Since its founding in 2002 DEVONtechnologies is committed to protecting the environment. DEVONtechnologies donates on a regular basis to the World-wide Fund for Nature (WWF) and encourages everyone to switch to renewable energy sources. I personally receive my electricity from a local waterpower station, Christian, our chief engineer, is just building his new house using a heat pump and other state-of-the-art technology.

No wonder I am pleased to notice that Pair Networks, the data center that runs e.g. the DEVONtechnologies website, is building a brand new data center with the goal of creating the world’s greenest hosting facility. Thumbs up!

4 Responses to “Pair Networks building a “green hosting facility””

  1. Chris Beaumont says:

    If you have a year-round stream on your property you can generate your own power. I did that once and it worked quite well. The most practical way to implement this is called a “pelton wheel” and you can sometimes get a substantial amount of power. When I lived off the grid, it was a consistent 100 watts, enough for a top-loading refrigerator, a stereo, and some pre-LED low-wattage electric lighting. .

    (unfortunately, I don’t have a stream or a location that gets a lot of sunshine day round at my current home, or I would definitely do something like that again, just to experiment.)

    Another interesting way to generate electricity that not many people know about is to use a thermoelectric peltier device in reverse – with any source of significant thermal delta (for example, heat like a stove) you can extract high current, low voltage electricity.

    A source of running water also can be used for cooling a data center. Rather than using air conditioning, running water might work well.
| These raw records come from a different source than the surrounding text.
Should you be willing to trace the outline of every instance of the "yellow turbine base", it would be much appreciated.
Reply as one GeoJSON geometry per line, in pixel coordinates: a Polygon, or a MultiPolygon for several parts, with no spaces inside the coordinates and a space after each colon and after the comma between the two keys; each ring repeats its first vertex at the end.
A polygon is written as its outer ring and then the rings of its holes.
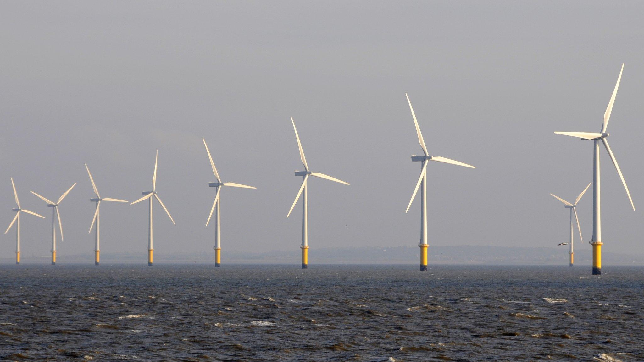
{"type": "Polygon", "coordinates": [[[302,269],[305,269],[308,267],[308,247],[301,246],[302,249],[302,269]]]}
{"type": "Polygon", "coordinates": [[[418,245],[421,247],[421,270],[426,271],[427,270],[427,247],[429,246],[427,244],[421,244],[418,245]]]}
{"type": "Polygon", "coordinates": [[[592,274],[601,274],[601,242],[592,242],[592,274]]]}

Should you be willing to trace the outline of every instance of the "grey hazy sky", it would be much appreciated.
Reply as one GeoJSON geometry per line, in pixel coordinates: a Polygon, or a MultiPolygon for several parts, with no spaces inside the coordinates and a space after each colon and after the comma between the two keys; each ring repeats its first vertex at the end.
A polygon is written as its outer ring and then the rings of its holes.
{"type": "MultiPolygon", "coordinates": [[[[638,211],[602,151],[603,241],[641,253],[643,23],[641,2],[2,1],[2,230],[11,176],[23,207],[48,218],[22,218],[23,252],[48,255],[50,209],[29,191],[54,199],[78,182],[60,209],[59,259],[91,261],[83,164],[102,196],[131,201],[151,187],[158,149],[176,225],[156,208],[158,259],[214,253],[205,137],[224,181],[258,187],[222,191],[224,260],[297,251],[293,117],[312,169],[351,184],[311,180],[311,250],[415,245],[418,200],[404,209],[422,151],[406,91],[431,154],[477,167],[429,166],[430,245],[554,245],[568,213],[549,193],[574,200],[592,161],[591,142],[553,131],[598,131],[624,62],[608,130],[638,211]]],[[[589,193],[578,253],[590,252],[591,211],[589,193]]],[[[106,204],[101,216],[102,251],[144,260],[146,205],[106,204]]]]}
    Some fairly modern CPUs use far less power than their predecessors. An AMD Geode CPU at 1 GHz, which is the quite capable CPU used in the HP t5720 thin client, only draws 4-9 watts. The thin clients as originally configured also have as standard, a solid state drive, so no moving parts.

    They make great all-purpose small computers for off the grid living, as they run on 12 volts and are available on ebay for under $100 used.

    Intel Atom-based computers can be used with OS X, some have dual cores, Atoms are 64 bit CPUs, and they also can run on very little power and generate very little heat compared to their predecessors.

  2. Thanks for sharing. Our home runs on water power already, but not from our own wheel in the stream (not permitted) but from a local water power station just 200m away that provides energy to quite a few households in town.

  3. eboehnisch says:

    @Chris: We actually have a stream on our property but we’re not allowed to put in our own turbine. But we get our electricity from a larger, community-operated turbine in that very river just 500m up.